Another year, another TechDay from Arm. Over the last several years Arm’s event has come as clockwork in the May timeframe and has every time unveiled the newest flagship CPU and GPU IPs. This year is no exception as the event is back on the American side of the Atlantic in Austin Texas where Arm has one of its major design centres.

Two years ago during the unveiling of the Cortex A73 I had talked a bit more about Arm’s CPU design teams and how they’re spread across locations and product lines. The main design centres for Cortex-A series of CPUs are found in Austin, Texas; Cambridge, the United Kingdom, and Sophia-Antipolis in the south of France near Nice. For the last two years the Cortex A73 and Cortex A75 were designs that mainly came out of the Sophia team while the Cortex A53 and more recently the A55 were designs coming out of Cambridge. This means that we haven’t seen any recent designs coming out of Austin and the last of the “Austin family” of CPUs were the A57 and A72.

The project being worked on in Austin had been hyped up for several years – I remember even as early as the A73 release back in 2016 the company had pulled forward some elements from an advanced future microarchitecture on the back-end pipelines, especially on the FP/SIMD side. The Cortex A75 was further remarked as pulling more elements from this new mysterious project.

Today we can finally unveil what the Austin team has been working on – and it’s a big one. The new Cortex A76 is a brand new microarchitecture which has been built from scratch and lays the foundation for at least two more generations for what I’ll call “the second generation of Austin family” of CPUs.

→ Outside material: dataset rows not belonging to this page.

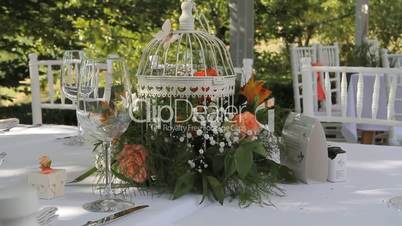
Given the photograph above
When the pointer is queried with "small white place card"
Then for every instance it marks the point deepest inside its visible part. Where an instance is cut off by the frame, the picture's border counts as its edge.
(305, 148)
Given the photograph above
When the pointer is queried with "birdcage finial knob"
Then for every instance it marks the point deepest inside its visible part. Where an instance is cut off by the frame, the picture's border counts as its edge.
(186, 19)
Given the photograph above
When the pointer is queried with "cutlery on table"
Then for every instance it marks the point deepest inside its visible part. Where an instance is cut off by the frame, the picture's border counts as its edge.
(113, 217)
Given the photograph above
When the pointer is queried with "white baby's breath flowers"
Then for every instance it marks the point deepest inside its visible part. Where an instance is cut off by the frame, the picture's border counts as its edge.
(199, 132)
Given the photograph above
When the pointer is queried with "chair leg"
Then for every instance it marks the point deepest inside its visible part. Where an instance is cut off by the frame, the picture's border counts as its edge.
(367, 137)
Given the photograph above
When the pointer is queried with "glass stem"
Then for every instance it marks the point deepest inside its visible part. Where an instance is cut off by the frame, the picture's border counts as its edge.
(108, 169)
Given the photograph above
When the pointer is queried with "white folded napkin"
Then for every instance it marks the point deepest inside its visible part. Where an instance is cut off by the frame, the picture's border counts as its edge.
(6, 124)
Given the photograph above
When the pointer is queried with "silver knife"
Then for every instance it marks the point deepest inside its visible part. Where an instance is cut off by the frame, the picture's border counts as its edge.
(113, 217)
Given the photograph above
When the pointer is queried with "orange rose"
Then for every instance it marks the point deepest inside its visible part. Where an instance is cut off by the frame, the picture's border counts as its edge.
(247, 123)
(132, 162)
(45, 164)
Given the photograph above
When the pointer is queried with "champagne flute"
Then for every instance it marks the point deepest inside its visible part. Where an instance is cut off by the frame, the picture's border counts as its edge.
(70, 73)
(103, 111)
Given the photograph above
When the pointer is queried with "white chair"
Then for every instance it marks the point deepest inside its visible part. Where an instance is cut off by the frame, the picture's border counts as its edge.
(323, 55)
(51, 68)
(393, 117)
(245, 73)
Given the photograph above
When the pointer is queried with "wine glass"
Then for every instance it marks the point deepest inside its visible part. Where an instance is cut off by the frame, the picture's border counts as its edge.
(103, 111)
(70, 73)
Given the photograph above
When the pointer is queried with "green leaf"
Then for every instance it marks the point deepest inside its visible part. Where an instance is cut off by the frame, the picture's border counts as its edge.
(84, 175)
(217, 189)
(230, 165)
(184, 184)
(244, 160)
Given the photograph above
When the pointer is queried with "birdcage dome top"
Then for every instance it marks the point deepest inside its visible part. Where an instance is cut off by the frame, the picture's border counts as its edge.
(185, 62)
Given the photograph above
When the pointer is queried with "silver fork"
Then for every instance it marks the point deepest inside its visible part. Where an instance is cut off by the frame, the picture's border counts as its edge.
(2, 157)
(47, 215)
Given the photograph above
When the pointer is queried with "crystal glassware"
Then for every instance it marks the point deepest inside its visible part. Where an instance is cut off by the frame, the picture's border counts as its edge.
(103, 112)
(70, 74)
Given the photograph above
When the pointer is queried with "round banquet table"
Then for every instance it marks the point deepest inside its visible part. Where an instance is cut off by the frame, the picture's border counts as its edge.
(374, 176)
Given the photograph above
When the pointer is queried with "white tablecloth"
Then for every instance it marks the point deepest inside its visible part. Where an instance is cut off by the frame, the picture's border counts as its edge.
(375, 175)
(349, 130)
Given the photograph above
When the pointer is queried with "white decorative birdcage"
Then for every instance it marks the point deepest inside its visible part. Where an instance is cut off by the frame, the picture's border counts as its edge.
(186, 63)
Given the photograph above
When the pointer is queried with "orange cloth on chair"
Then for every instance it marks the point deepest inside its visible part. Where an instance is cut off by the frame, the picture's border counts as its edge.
(320, 89)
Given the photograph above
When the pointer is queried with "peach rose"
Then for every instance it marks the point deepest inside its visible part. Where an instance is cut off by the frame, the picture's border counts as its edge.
(132, 162)
(247, 123)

The Cortex A76 is important for Arm for a design perspective as it represents a new start from a clean sheet. It’s rare for IP claim to be able to do this as it represents a great resource and time investment and if it weren’t for the Sophia design team taking over the steering wheel for the last two generations of products it wouldn’t have been reasonable to execute. The execution of the CPU design teams should be emphasised in particular as Arm claims this is the 5th generation “annual beat” product where the company delivers a new microarchitecture every new year. Think of it as an analogue to Intel’s past Tick-Tock strategy, but rather Tock-Tock-Tock for Arm with steady CAGR (compound annual growth rate) of 20-25% every generation coming from µarch improvements.

So what is the Cortex A76? In Arm’s words, it’s a “laptop-class” performance processor with mobile efficiency. The vision of the A76 as a laptop-class processor had been emphasised throughout the TechDay presentation so it seems Arm is really taking advantage of the large performance boost of the IP to cater to new market segments such as the emerging “Always connected PCs” which Qualcomm is spearheading with their SoC platforms.

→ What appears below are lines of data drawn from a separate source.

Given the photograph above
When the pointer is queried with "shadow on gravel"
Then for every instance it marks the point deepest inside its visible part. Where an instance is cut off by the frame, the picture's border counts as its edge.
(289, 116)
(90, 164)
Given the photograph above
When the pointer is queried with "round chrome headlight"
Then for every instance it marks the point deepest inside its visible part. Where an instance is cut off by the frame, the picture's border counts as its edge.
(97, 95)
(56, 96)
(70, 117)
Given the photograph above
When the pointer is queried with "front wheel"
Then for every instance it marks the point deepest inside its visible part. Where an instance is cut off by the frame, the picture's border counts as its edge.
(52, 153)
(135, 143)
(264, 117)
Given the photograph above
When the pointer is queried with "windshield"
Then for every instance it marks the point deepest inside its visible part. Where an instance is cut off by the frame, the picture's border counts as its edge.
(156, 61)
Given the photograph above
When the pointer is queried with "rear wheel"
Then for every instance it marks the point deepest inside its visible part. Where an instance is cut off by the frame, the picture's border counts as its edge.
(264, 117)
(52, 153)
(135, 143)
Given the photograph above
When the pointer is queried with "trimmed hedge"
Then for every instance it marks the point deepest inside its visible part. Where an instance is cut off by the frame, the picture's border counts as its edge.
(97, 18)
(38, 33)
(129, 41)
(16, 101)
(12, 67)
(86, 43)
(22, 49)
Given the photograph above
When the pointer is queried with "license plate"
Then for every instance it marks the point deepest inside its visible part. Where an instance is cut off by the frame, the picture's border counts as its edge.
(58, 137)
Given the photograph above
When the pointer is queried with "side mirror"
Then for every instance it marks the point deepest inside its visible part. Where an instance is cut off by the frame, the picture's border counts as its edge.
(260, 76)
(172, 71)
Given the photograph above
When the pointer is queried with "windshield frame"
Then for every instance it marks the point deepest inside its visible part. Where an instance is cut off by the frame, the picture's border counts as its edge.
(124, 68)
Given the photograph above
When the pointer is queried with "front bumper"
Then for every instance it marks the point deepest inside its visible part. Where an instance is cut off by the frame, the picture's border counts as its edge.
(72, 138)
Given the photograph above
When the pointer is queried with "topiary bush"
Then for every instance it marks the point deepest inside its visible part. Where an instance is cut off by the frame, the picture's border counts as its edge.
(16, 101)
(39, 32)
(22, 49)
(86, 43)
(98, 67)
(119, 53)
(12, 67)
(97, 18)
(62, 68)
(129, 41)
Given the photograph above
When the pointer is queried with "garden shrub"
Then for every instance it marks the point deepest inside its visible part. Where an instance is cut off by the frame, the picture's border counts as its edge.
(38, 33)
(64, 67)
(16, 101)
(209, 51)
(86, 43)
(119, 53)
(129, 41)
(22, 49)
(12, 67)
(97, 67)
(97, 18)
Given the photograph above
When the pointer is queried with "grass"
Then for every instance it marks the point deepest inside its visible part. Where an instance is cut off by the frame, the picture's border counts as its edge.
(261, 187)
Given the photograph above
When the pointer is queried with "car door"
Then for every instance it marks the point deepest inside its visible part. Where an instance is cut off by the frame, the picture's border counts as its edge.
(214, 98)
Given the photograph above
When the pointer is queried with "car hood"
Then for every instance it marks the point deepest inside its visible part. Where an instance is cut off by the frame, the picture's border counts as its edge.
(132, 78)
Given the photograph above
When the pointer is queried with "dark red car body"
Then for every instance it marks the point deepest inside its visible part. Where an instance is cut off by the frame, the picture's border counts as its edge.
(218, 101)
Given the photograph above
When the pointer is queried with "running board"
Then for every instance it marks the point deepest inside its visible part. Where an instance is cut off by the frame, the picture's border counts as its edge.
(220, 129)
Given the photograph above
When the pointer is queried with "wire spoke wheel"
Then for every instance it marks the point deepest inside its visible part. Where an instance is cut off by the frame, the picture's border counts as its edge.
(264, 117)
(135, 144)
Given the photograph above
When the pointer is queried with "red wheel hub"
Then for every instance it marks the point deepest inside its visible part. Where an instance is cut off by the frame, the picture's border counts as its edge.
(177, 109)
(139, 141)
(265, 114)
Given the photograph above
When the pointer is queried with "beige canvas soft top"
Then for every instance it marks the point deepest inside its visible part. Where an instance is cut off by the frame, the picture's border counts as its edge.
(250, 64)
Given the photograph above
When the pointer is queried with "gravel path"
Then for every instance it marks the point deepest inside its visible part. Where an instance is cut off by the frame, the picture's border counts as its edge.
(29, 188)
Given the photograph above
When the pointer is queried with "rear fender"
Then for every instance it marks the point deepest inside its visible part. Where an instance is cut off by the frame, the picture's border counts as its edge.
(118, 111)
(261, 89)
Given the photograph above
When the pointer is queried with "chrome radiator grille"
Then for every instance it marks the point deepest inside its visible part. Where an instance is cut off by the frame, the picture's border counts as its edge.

The Cortex A76 microarchitecture has been designed with high performance while maintaining power efficiency in mind. Starting from a clean sheet allowed the designers to remove bottlenecks throughout the design and to break previous microarchitectural limitations. The focus here was again maximum performance while remaining within energy efficiency that is fit for smartphones.

In broad metrics, what we’re promised in actual products using the A76 is the follows: a 35% performance increase alongside 40% improved power efficiency. We’ll also see a 4x improvements in machine learning workloads thanks to new optimisations in the ASIMD pipelines and how dot products are handled. These figures are baselined on A75 configurations running at 2.8GHz on 10nm processes while the A76 is projected by Arm to come in at 3GHz on 7nm TSMC based products.

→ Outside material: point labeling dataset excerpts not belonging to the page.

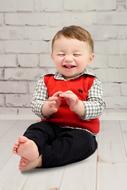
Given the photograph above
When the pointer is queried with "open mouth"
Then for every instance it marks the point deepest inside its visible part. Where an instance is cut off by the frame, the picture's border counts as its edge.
(69, 66)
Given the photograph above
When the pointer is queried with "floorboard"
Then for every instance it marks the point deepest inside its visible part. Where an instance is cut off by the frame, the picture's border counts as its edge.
(105, 170)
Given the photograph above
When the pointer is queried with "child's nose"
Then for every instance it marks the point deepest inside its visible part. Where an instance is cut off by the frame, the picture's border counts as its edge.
(68, 58)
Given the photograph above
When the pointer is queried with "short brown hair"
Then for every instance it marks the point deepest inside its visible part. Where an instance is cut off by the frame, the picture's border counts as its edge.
(75, 32)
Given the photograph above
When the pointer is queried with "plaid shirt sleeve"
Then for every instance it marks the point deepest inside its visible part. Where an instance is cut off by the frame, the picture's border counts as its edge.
(95, 105)
(39, 97)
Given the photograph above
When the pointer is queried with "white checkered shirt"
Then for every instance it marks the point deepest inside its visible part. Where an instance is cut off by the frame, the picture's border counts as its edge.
(94, 105)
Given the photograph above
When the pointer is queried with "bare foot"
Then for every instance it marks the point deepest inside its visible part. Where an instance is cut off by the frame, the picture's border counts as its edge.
(26, 148)
(26, 165)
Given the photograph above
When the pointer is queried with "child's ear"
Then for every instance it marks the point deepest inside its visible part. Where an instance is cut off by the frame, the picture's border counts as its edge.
(92, 57)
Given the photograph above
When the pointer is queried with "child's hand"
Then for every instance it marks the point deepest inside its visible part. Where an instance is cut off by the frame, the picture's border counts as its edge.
(52, 104)
(74, 103)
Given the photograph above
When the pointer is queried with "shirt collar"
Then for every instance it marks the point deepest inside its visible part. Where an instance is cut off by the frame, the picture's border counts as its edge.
(59, 76)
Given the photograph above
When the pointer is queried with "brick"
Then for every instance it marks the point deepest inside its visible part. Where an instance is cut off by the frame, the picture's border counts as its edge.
(117, 47)
(13, 87)
(40, 32)
(100, 61)
(111, 47)
(9, 32)
(16, 5)
(117, 61)
(18, 100)
(116, 102)
(112, 75)
(46, 61)
(28, 60)
(42, 5)
(70, 18)
(26, 46)
(30, 19)
(9, 110)
(111, 89)
(124, 89)
(23, 73)
(7, 60)
(111, 18)
(1, 19)
(89, 5)
(1, 74)
(105, 32)
(31, 87)
(1, 100)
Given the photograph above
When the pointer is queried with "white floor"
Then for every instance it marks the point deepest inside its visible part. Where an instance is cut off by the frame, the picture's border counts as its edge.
(105, 170)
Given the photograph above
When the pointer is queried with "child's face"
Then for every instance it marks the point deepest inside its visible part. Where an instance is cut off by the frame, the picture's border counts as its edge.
(71, 56)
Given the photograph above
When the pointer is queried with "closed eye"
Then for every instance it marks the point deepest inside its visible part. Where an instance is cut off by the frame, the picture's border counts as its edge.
(76, 54)
(61, 54)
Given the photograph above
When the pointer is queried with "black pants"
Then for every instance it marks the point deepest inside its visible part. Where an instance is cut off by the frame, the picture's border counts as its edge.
(59, 145)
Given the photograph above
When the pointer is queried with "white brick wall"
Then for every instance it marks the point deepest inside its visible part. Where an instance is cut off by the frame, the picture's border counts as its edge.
(26, 30)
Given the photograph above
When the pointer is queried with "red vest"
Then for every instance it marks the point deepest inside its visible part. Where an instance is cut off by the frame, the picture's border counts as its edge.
(64, 116)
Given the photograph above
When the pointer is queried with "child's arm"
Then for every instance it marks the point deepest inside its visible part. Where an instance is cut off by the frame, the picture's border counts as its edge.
(74, 103)
(42, 105)
(51, 105)
(91, 108)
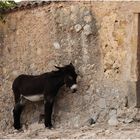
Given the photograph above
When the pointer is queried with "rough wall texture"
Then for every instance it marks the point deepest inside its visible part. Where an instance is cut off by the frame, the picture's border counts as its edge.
(95, 36)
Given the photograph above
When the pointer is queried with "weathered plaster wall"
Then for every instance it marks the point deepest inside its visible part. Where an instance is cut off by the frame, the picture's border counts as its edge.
(95, 36)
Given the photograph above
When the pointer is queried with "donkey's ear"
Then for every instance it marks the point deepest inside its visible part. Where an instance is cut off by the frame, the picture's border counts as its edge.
(57, 67)
(71, 64)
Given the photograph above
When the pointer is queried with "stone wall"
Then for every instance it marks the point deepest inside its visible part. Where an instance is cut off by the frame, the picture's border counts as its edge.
(97, 37)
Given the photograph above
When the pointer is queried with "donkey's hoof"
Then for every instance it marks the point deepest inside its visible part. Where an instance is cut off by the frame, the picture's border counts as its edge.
(49, 126)
(18, 127)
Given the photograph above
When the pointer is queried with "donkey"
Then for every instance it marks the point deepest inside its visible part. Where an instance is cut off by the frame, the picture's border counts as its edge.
(42, 87)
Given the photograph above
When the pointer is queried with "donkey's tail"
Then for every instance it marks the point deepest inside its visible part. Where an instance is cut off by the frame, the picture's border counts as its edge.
(16, 91)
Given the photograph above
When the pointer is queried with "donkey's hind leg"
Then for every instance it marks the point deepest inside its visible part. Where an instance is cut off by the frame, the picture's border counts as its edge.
(17, 113)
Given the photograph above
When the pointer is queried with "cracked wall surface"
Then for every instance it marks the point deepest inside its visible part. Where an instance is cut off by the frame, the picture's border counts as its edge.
(95, 36)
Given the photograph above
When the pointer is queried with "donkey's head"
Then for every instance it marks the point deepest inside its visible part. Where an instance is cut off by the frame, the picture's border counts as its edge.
(70, 76)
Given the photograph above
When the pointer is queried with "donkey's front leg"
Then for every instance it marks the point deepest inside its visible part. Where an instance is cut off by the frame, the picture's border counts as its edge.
(48, 102)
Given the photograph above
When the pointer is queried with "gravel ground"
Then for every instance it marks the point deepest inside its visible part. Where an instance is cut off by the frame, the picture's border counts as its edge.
(123, 131)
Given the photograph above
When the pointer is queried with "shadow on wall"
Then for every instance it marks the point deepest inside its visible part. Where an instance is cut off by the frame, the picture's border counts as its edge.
(71, 35)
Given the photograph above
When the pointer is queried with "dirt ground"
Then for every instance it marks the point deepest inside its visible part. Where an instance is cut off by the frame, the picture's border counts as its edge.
(123, 131)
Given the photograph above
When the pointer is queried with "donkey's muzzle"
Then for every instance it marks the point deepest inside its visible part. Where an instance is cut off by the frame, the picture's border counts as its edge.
(74, 90)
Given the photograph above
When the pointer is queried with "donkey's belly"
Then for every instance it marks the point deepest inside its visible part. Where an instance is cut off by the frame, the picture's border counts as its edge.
(34, 98)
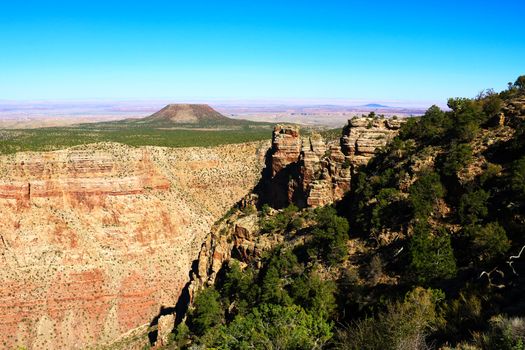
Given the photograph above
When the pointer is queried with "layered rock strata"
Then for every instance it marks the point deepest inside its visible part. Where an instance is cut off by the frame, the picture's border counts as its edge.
(96, 239)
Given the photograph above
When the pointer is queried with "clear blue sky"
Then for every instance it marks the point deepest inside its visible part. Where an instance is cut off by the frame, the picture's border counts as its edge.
(377, 50)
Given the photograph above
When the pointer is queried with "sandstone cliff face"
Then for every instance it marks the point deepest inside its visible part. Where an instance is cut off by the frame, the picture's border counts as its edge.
(309, 172)
(96, 239)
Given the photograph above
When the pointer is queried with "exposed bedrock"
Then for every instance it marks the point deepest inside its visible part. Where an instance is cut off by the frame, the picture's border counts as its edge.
(309, 172)
(95, 240)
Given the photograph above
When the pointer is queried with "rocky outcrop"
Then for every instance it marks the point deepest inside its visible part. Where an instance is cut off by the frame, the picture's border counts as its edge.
(309, 172)
(237, 235)
(362, 136)
(96, 240)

The new CPU is naturally still compatible with DynamIQ’s common cluster topology and Arm envisions designs to be paired with Cortex A55s as the little more power efficient CPUs. The configuration scalability of the DynamIQ IP again was reiterated and we were presented with example configurations such as 1+7 or 2+6 with either Cortex A75 or A76 CPU IP. This presentation slide was one of the rare ones where Arm referred to the area size of the A76, pointing out that the A75 still had better PPA and thus might still be a valid design choice for companies, depending on their needs. One comparison that was made during the event is that in terms of area, three A76’s with larger caches would fit inside the size of a Skylake core – all while within 10% of the IPC of the Intel CPU, but obviously there’s also process node scaling considerations to take into account.

A standout claim is that Arm aims to outperform the competition at half the area and half the power. Arm was slightly beating around the bush here in what it considers the competition, but generally the answer was that it was considering everybody the competition. Taking into account Intel, AMD or Samsung it’s actually not that hard to imagine Arm beating them in PPA as historically the company always had the smallest CPU designs and that directly translates into more efficient microarchitectures.

Before we get into more detailed breakdowns of the performance and power improvements and what I’m expecting to happen into products, let’s see the microarchitectural improvements on the core and how Arm managed to extract this much performance while maintaining power efficiency.

Cortex A76 µarch - Frontend


View All Comments

  • serendip - Thursday, May 31, 2018 - link

    Does anyone actually use the full performance of the A11 or A12 in daily tasks? To me, it's pointless to have a power hungry and fast core just for benchmarks. Just make a slightly slower core with less power usage for quick bursts like app loading or Web page rendering, while much slower and more efficient cores handle the usual workload. Reply
  • jOHEI - Thursday, May 31, 2018 - link

    ARM's objectives is to make CPU's that go into a cluster of 4+ another 4 small ones.
    What Apple has does is Making bigger cores >2 times the size of an ARM core and have 1.5x the performance of the Said core. That same CPU is made for very high Power consumption at maximum load and Apple tweaks the ammount of time it stays in those high clocks. Thus its easier to make a laptop chip-tablet and phone. Because you just reuse the same CPU for all of them, maybe add a few cores to the laptop version and tweak the power settings and its relatively easy.
  • jOHEI - Thursday, May 31, 2018 - link

    Forgot to mention that Apple goes for 2 core clusters, not 4. So they must have significantly better single core performance to matchup against the Conpetition. Reply
  • name99 - Friday, June 1, 2018 - link

    Just to correct that you are somewhat living in the past with your numbers.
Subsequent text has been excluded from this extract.